= Percy Kahn =

English composer and pianist

Percival (Percy) Benedict Kahn (9 December 1880 – 2 May 1966) was an English composer and pianist. His most noted composition was the song Ave Maria with accompaniment by piano, and violin obbligato.

Kahn was born in London in 1880. He was a boy soprano, and at the age of 15 won a scholarship to the Royal College of Music, where he studied for four years under the organist and composer Walter Parratt. He also studied piano with Marmaduke Barton, and theory with Charles Wood and Walford Davies.
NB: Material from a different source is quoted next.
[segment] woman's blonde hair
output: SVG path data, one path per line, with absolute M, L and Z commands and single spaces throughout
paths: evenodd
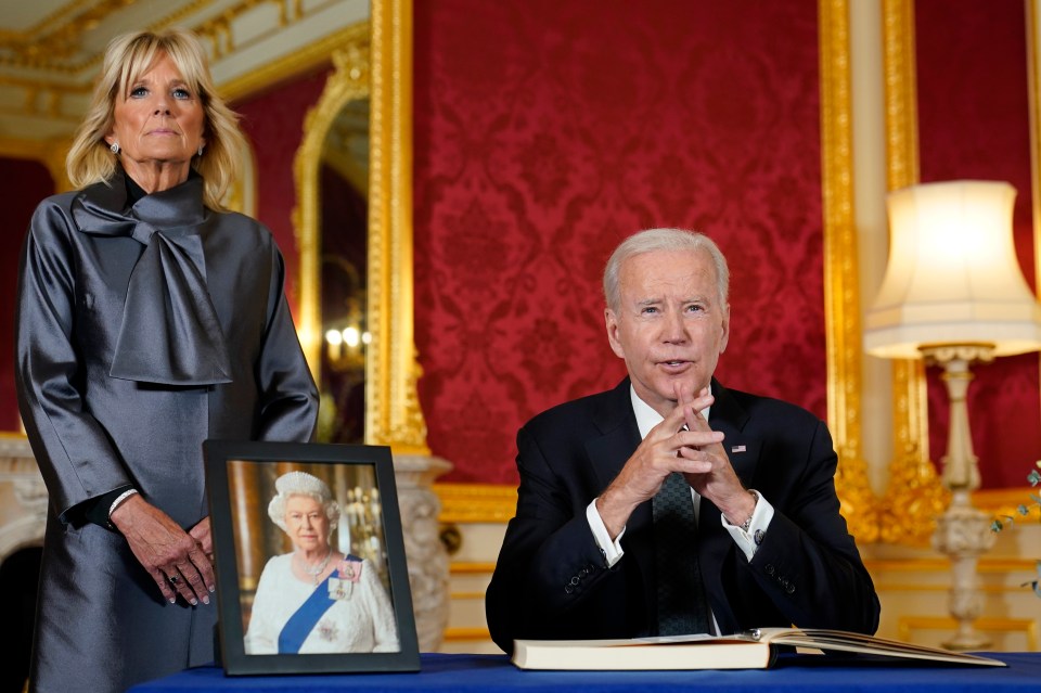
M 125 99 L 138 78 L 163 55 L 174 61 L 181 78 L 203 104 L 206 146 L 202 156 L 192 157 L 192 168 L 205 180 L 206 206 L 221 209 L 220 201 L 239 176 L 237 153 L 245 151 L 246 141 L 239 130 L 237 114 L 214 89 L 202 43 L 194 34 L 182 29 L 134 31 L 116 37 L 108 44 L 90 108 L 65 157 L 68 180 L 75 188 L 85 188 L 112 178 L 118 162 L 104 138 L 113 129 L 116 99 Z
Kahn accompanied some of the great musicians of the day, including violinists Mischa Elman and Fritz Kreisler; sopranos Dame Nellie Melba, Luisa Tetrazzini, Florence Austral and Oda Slobodskaya, tenors Enrico Caruso, John McCormack, Richard Tauber, Vladimir Rosing, Joseph Hislop and Beniamino Gigli; and baritones Titta Ruffo and John Brownlee. Of all these artists, he was most closely associated with Richard Tauber, whom he accompanied regularly for 14 years, from 1933 up until Tauber's death.

Tauber recorded four of his songs for Parlophone, and sang others in broadcasts.

His Ave Maria was recorded in 1913 by Enrico Caruso and Mischa Elman, with the composer at the piano.

Percy Kahn was married to the contralto Olive Kavann, with whom he also recorded. He died in Margate, Kent in 1966.